Elrik looked down at his arm, testing it.
Then he looked back at the door.
This was it.
This was their chance to get out of here.
It's the sensible thing to do. Rest and regroup. Find help and come back with some support
It would be insane not to escape now
He was hanging on by a thread. His left arm was sending signals of pain his brain was doing its best to ignore.. His ribs still hurt. Everything still hurt.
He was all by himself. All he had was Sherlot - who was barely upright. The boy looking like a slight wind would knock him over.
So.. why amn't I walking through that door?
Why am I still standing here?
The thing was.. he was tired of things happening to him.
Ever since he'd arrived in this world, all he'd done was desperately run from one crisis to another. If he ran out that door - sure enough, Ambrose would be after him. He'd find himself ambushed, or trapped or back in some cell - or dead.
Running away now was the smart thing to do
That was the thing about running away. That was the thing about being smart.
It never felt like a choice.
It was always certain defeat. It was always certain death. There were always a hundred good reasons why running was the smart thing to do..

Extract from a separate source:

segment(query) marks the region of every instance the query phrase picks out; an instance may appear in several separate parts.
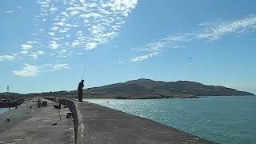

It was only later that you realized you'd cornered yourself. You'd run from bad odds to worse ones. Then you kept running.
It was only later, tens or hundreds of choices later that you realized you'd been choosing all along.
That there was - that there had always been a choice.
And the choice was always the same one - fight now or run forever.
I told myself I was done running.
"You're not escaping.. You're going to find him now - this Ambrose"
Sherlot wasn't asking
Elrik nodded, "I can help you get that door open. Get you out of here"
Sherlot gave him a slow smile, "No. I'm with you corporal. Let's finish this"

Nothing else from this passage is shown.